KENYA – Grain millers in Kenya have opposed the government’s proposal to blend maize flour with other local grains in an effort to ease overreliance of maize, reports the Daily Nation.
According to Munir Thabit, chief executive at Grain Industries Limited, the government’s blending policy, which aims at promoting use of sorghum, millet and cassava, is untimely and should allow for more consultations with all stakeholders before it is implementation.
Mr Thabit cited that if the proposal sees the light, millers would in an untimely situation be forced to incur extra investments costs in upgrading their mills and ramps.
“Though it has a lot of nutritious advantages, the millers will suffer as majority do not have the capacity to install such grinders to blend the elements to the required standards.
“All millers need to change their facilities and we need time to do so,” he said adding that installing such equipment would take more than 12 months since most of grinders are imported as well as bureaucracy in the procurement process.
Millers in the country also highlighted that the overall impact will come at the expense of consumers, should the policy come to effect.
“The price of maize flour will automatic go up since very few millers will be able to import sorghum and millet.

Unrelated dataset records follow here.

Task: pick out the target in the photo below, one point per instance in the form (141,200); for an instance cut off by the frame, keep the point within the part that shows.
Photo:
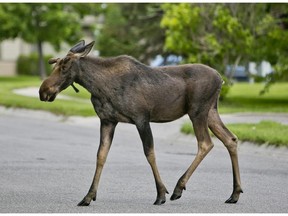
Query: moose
(125,90)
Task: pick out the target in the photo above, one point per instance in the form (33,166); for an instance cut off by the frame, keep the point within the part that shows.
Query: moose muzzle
(47,93)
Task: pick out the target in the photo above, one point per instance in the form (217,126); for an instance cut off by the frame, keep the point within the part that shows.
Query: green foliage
(244,97)
(59,106)
(44,22)
(265,132)
(28,65)
(132,29)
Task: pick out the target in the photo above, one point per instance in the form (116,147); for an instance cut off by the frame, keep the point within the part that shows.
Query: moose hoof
(175,196)
(234,197)
(231,200)
(177,193)
(87,200)
(160,201)
(83,203)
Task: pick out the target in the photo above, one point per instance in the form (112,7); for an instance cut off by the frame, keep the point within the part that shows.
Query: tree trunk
(41,66)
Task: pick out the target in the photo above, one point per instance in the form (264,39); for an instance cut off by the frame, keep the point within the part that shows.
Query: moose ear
(78,47)
(53,60)
(85,50)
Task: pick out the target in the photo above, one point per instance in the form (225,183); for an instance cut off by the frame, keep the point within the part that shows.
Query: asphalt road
(47,164)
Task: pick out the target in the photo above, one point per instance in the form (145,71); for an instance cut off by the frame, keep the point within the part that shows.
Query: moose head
(64,72)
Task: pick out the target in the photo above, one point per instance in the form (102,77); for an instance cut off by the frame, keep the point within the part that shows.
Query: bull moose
(125,90)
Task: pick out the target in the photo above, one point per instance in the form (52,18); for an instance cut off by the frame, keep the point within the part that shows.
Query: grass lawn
(63,107)
(264,132)
(244,97)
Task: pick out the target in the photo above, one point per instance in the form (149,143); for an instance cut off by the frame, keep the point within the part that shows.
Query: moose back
(125,90)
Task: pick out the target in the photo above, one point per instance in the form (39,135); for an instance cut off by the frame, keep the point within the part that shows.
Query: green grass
(63,107)
(244,97)
(264,132)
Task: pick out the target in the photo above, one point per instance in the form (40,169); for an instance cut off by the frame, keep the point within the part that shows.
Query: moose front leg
(148,145)
(106,136)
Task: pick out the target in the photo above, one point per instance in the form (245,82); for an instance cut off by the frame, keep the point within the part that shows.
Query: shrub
(28,65)
(225,88)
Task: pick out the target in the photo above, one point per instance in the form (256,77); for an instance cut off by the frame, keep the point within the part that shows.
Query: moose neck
(92,75)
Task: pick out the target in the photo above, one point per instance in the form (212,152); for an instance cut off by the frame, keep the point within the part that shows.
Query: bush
(28,65)
(225,88)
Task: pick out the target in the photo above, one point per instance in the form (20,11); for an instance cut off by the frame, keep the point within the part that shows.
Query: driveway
(47,163)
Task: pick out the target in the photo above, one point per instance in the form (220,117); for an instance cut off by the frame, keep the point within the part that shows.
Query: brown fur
(125,90)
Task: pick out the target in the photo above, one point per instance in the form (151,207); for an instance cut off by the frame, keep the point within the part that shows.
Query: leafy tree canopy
(222,34)
(44,22)
(132,29)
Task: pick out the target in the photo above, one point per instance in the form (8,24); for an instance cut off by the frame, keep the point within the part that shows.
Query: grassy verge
(244,97)
(63,107)
(264,132)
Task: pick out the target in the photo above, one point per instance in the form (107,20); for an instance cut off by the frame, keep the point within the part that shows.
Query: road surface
(47,163)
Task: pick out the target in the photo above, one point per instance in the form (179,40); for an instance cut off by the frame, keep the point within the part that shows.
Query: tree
(43,22)
(132,29)
(228,34)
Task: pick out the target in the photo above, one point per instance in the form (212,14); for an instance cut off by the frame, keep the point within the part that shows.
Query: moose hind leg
(204,146)
(148,146)
(230,141)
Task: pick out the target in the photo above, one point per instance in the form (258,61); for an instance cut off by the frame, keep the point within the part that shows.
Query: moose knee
(232,144)
(204,147)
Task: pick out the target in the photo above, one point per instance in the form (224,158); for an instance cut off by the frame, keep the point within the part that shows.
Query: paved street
(47,163)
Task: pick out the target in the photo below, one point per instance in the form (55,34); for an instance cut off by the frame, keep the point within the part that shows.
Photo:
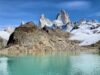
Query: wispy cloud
(96,14)
(76,5)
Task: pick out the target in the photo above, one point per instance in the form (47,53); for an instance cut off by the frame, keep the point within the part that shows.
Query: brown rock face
(28,35)
(3,43)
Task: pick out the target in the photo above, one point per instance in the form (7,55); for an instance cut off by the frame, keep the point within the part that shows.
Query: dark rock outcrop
(3,43)
(29,36)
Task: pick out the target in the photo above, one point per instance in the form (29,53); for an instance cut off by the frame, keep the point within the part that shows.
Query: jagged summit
(61,19)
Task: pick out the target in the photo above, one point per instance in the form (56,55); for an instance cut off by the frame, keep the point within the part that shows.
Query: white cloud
(96,14)
(76,5)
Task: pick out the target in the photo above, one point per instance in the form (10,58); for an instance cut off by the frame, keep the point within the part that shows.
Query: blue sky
(13,11)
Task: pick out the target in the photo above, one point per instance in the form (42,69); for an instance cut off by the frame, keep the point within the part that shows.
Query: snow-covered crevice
(87,33)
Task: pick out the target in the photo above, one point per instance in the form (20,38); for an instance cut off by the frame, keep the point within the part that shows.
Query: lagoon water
(83,64)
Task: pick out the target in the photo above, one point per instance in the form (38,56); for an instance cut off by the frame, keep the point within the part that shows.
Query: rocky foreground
(51,36)
(30,39)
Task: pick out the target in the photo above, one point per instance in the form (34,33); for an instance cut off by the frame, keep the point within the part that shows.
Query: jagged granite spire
(22,22)
(63,16)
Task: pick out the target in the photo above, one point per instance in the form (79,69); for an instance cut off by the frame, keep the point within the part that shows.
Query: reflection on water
(84,64)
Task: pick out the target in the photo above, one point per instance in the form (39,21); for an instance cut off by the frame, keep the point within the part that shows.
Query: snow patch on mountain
(88,33)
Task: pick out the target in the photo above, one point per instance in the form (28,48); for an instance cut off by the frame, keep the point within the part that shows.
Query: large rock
(28,35)
(3,43)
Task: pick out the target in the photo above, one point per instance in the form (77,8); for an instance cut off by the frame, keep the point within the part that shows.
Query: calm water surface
(84,64)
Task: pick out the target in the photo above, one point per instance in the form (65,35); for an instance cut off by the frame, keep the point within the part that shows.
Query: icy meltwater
(84,64)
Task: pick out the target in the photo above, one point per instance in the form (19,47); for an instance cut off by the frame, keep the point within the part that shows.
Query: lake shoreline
(12,51)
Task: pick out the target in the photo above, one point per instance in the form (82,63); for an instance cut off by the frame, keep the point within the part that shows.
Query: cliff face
(28,35)
(3,43)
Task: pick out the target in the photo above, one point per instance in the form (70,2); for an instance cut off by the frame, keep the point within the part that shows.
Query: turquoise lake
(83,64)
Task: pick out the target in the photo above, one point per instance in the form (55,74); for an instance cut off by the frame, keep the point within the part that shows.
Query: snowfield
(87,33)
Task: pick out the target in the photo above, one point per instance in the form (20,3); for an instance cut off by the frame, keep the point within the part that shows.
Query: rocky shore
(30,39)
(59,35)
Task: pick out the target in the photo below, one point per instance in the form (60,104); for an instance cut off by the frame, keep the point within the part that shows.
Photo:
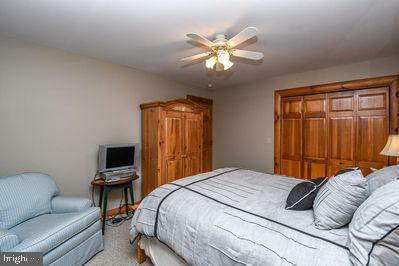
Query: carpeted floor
(117,249)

We have statistics which indicates such local nutritious grains are not produced in the country in bulky,” said Mr Thabit.
“Small millers will have to close down as most of them do not have no capacity to import such mixers which will give them best quality,” he added.
The maize flour blending policy, which was drafted last year, also suggest that wheat flour sold should have 10% minimum content of the underutilised but high nutrient crops like sorghum, cassava and sweet potatoes.
The policy developed six standards requiring that maize flour be blended with cassava, millet and sorghum while wheat flour be blended with sorghum, cassava, and sweet potatoes.
This was in line with 2012 World Declaration on nutrition which Kenya endorsed by passing food fortification legislation, meant to reduce prevalence of vitamin and minerals deficiencies.
However, importation expenses was also cited as a major challenge in which millers urged the government to offer subsidies to farmers in order to encourage local production.